6. 水漏れを未然に防ぐ!日常のメンテナンス習慣
一度修理が終わっても、再発を防ぐためには日頃の意識が大切です。
タンクの中に洗浄剤を入れない: タンク内に直接置くタイプの塩素系洗浄剤は、内部のゴムパッキンや金属パーツを著しく劣化させることがあります。
レバーは優しく操作する: 勢いよく回すと、中の鎖が絡まったり切れたりする原因になります。
定期的な水位チェック: 数ヶ月に一度、タンクの蓋を開けて水位が「WL(ウォーターライン)」の印を超えていないか確認しましょう。

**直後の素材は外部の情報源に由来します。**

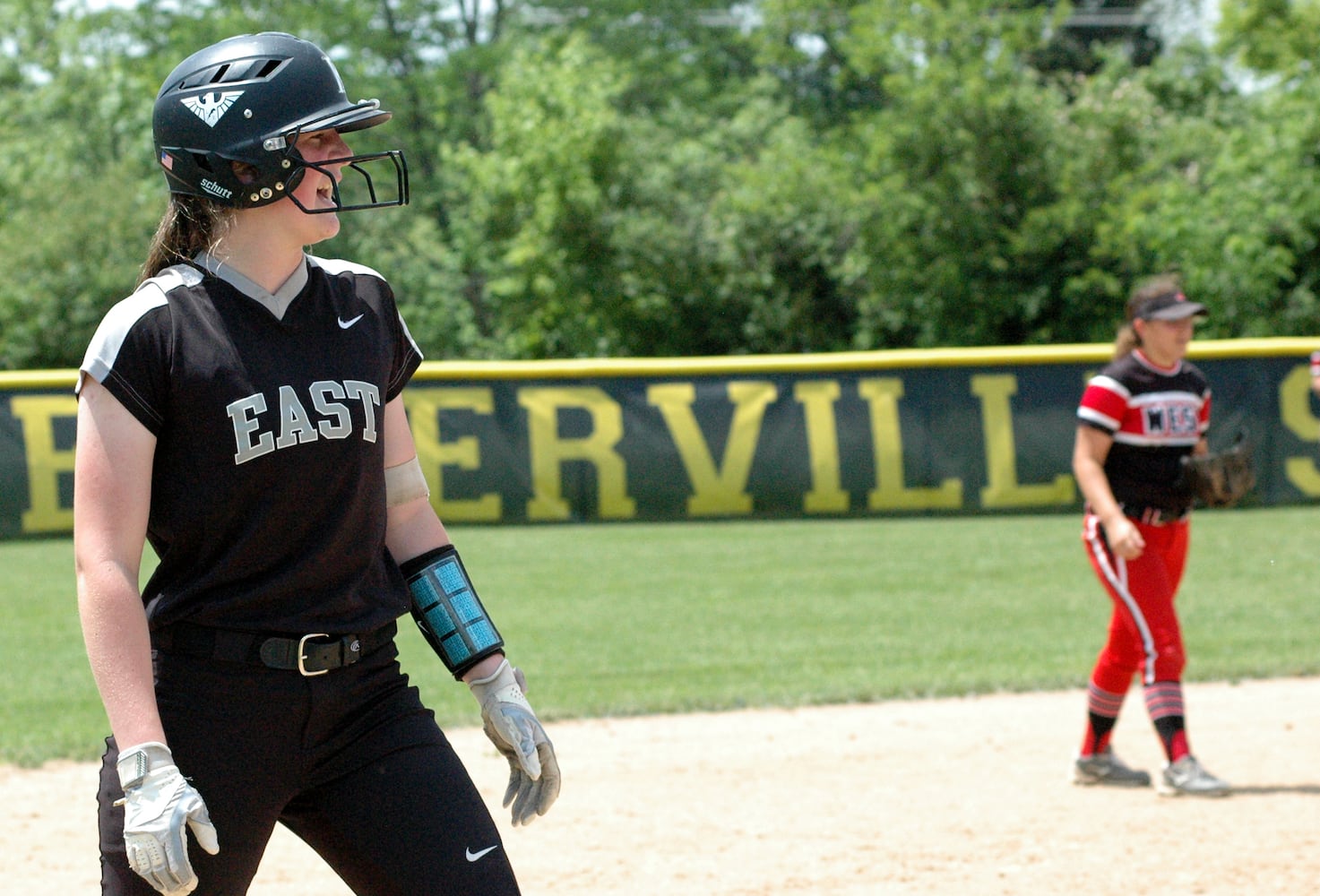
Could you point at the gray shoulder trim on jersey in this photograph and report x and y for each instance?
(114, 327)
(341, 265)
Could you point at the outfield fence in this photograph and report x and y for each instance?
(973, 430)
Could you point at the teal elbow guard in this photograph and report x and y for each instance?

7. まとめ:放置は最大の損失!早めの対処で家計を守る
トイレの水漏れは、気づいたその瞬間の対応が命です。
「チョロチョロ音がするけれど、まだ使えるからいいや」と先延ばしにしていると、ある日突然、水道料金が数倍に跳ね上がったり、階下への漏水で損害賠償問題に発展したりと、取り返しのつかない事態になりかねません。
まずは止水栓を閉め、落ち着いて原因を特定すること。自分で直せる範囲であれば部品を買いに行き、難しいと感じたら信頼できるプロの手を借りる。この迅速な判断こそが、結果として最も安く、確実に修理を終えるための方法です。
静かな夜に聞こえる水音をゼロにして、安心して毎日を過ごせる快適なトイレ環境を取り戻しましょう。